(Spend) Analytics vs. (Decision) Optimization

I had a very interesting conversation with Eric Strovink, my co-author of the Spend Analysis and Opportunity Wiki about the power of analytics and how they can reduce the complexity of award optimization when applied after an RFP or Auction to the point where, in his view, optimization might not even be needed at all.

Most of you probably think advanced analytics, like those provided by BIQ, are only for Spend Analysis. In this regard you’re wrong. Dead wrong. But I understand why. Most spend analysis products are built on the idea of one cube built on historical transactional data merged from the ERP, AP, and any other spend database you have in your posession, spend, and augmented with external sources – which is then essentially frozen (even if it is updated daily with data). The good ones come with dozens of built in best-of-breed reports, and allow you to build hundreds more – but on that one cube. Therefore, you can’t use it on your RFP or auction data, because it’s pre-award data – and not the transactional data that’s allowed in the cube.

But what if instead your organization had a spend analysis product that allowed you to build a spend cube any time you wanted – on any data you wanted – on any dimensions you wanted – and then throw it away when you’re done? Then there would be nothing to stop you from building a cube on your RFP or Auction data, building reports by supplier, by cost, or by property (minority supplier, quality, historical on time delivery), building cross tabs and tree maps, and then changing the cube to look at the data a different way.

You wouldn’t need optimization or a plethora of deterministic reports to find out who the lowest cost supplier was, who the highest quality supplier was, who the lowest cost supplier was relative to your quality metric, or any other query that can easily be answered by rank and cross-tab queries.
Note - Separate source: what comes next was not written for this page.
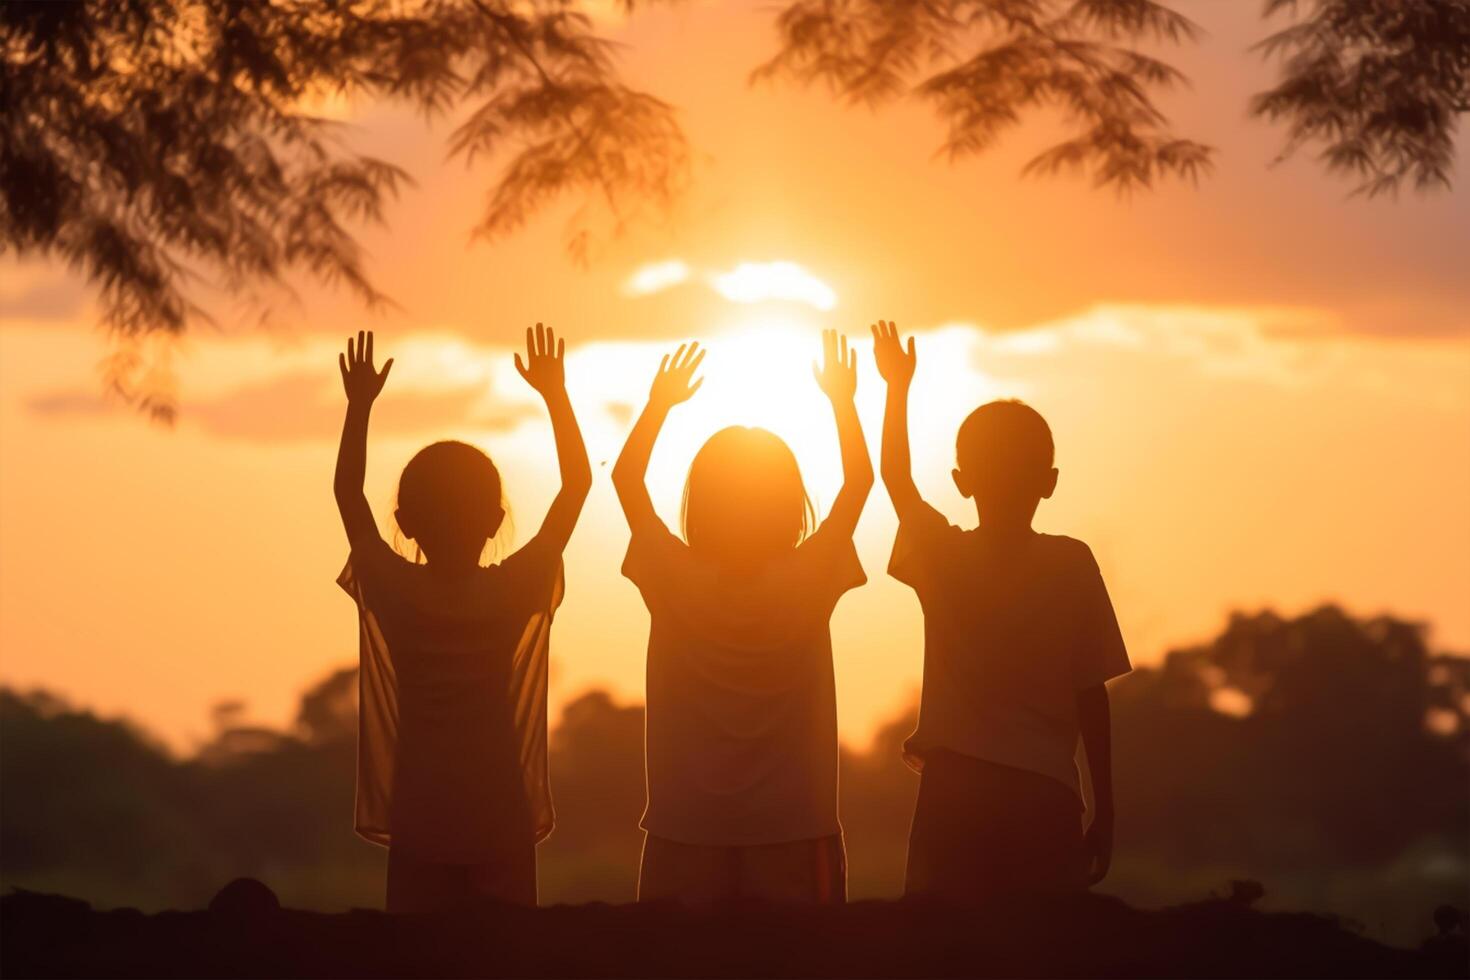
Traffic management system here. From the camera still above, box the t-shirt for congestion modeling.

You’d still need optimization, because it couldn’t tell you the best way to make the 50-30-20 split between three top suppliers subject to your qualitative and on-time delivery requirements when your freight costs vary to each local ship to location, but it would greatly simplify the optimization process. First of all, you could easily see which suppliers do not make the cut in quality or in on-time delivery metrics and eliminate them with a couple of rankings. Then you could quickly analyze total cost rankings based on presumed 100% awards to each suppliers and quickly determine that you could only do the split between three of the top five bids, since the rest of the bids are just too high consider. Furthermore, you could eliminate the need for the quality or on-time delivery constraints since you have eliminated all suppliers that do not meet the requirements. Now you have reduced model size and model complexity, and significantly decreased solve time.
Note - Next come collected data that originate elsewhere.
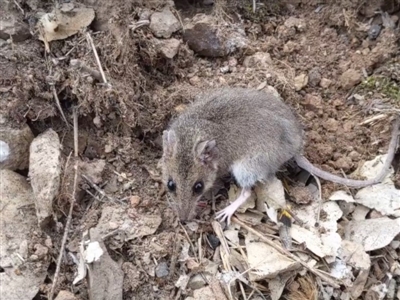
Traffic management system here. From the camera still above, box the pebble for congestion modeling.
[34,244,49,259]
[55,291,78,300]
[368,24,382,40]
[320,78,332,88]
[183,16,247,57]
[284,17,306,31]
[188,274,206,290]
[340,69,361,90]
[303,94,322,112]
[29,129,62,227]
[158,38,180,59]
[155,261,169,278]
[294,73,308,91]
[0,121,34,171]
[183,22,224,57]
[130,195,140,207]
[0,15,31,42]
[348,151,361,161]
[308,67,321,87]
[243,52,272,68]
[149,8,181,38]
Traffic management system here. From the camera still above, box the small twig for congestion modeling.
[48,109,80,300]
[73,107,78,157]
[252,0,256,13]
[86,32,109,86]
[179,222,199,263]
[311,175,322,227]
[168,233,180,280]
[128,20,150,31]
[70,59,103,82]
[51,85,70,128]
[360,114,387,125]
[13,0,24,14]
[232,217,342,288]
[81,174,123,204]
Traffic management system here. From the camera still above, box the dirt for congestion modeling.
[1,0,400,299]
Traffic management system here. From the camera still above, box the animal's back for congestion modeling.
[171,87,304,176]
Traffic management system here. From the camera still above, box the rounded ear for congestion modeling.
[194,139,218,169]
[163,130,177,157]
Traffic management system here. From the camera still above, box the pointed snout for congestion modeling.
[177,202,198,223]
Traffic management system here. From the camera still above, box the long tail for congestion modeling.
[295,117,400,188]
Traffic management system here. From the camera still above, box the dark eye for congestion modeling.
[167,179,176,192]
[192,181,204,194]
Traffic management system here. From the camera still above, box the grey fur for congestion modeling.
[161,87,400,221]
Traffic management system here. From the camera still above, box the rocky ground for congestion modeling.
[1,0,400,299]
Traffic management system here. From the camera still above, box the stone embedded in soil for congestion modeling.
[155,261,169,278]
[158,38,180,58]
[334,157,352,172]
[0,15,31,42]
[29,129,62,228]
[183,22,224,57]
[185,286,215,300]
[294,73,308,91]
[149,7,181,38]
[80,159,106,184]
[340,69,362,90]
[188,274,207,290]
[303,94,322,112]
[320,78,332,88]
[0,120,34,171]
[243,52,272,68]
[0,170,47,299]
[55,291,78,300]
[308,67,321,87]
[284,16,306,31]
[34,244,49,259]
[183,15,247,57]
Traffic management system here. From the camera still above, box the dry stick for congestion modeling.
[86,32,108,86]
[13,0,24,14]
[49,107,79,300]
[51,85,70,128]
[311,174,322,227]
[232,217,342,288]
[179,222,200,263]
[81,174,111,201]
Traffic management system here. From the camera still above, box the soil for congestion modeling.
[1,0,400,299]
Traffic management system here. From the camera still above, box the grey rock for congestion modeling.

In addition, with all the insight you are able to gain with true analytics on the RFP or Auction data, you are much more likely to get the model right the first time. No more running a model, getting a solution, deciding the solution doesn’t quite work, adding a constraint, and running again. Furthermore, you no longer have a need to run a model with the just the quality constraint, or just the on time delivery constraint, or just the 50-30-20 constraint to determine how each constraint impacts the “best award”. For a sophisticated model where you might have run a few dozen what-if scenarios in the past to understand the interaction of the various costs, factors, and constraints in your quest to build the “right” model, you might now only need a few what-if scenarios to get it right.

And, more importantly, optimization becomes a lot friendlier. You know you have the right data, you know you have the right costs, you know you have the right factors, and you know you have the constraints. In other words, you know you have the right model – which means you know you have the right answer, even if you are a novice! No longer do you need to rely entirely on the math to get it right – the math is only needed in the final step!

That’s Spend Management 2.0! (Sorry Tim.)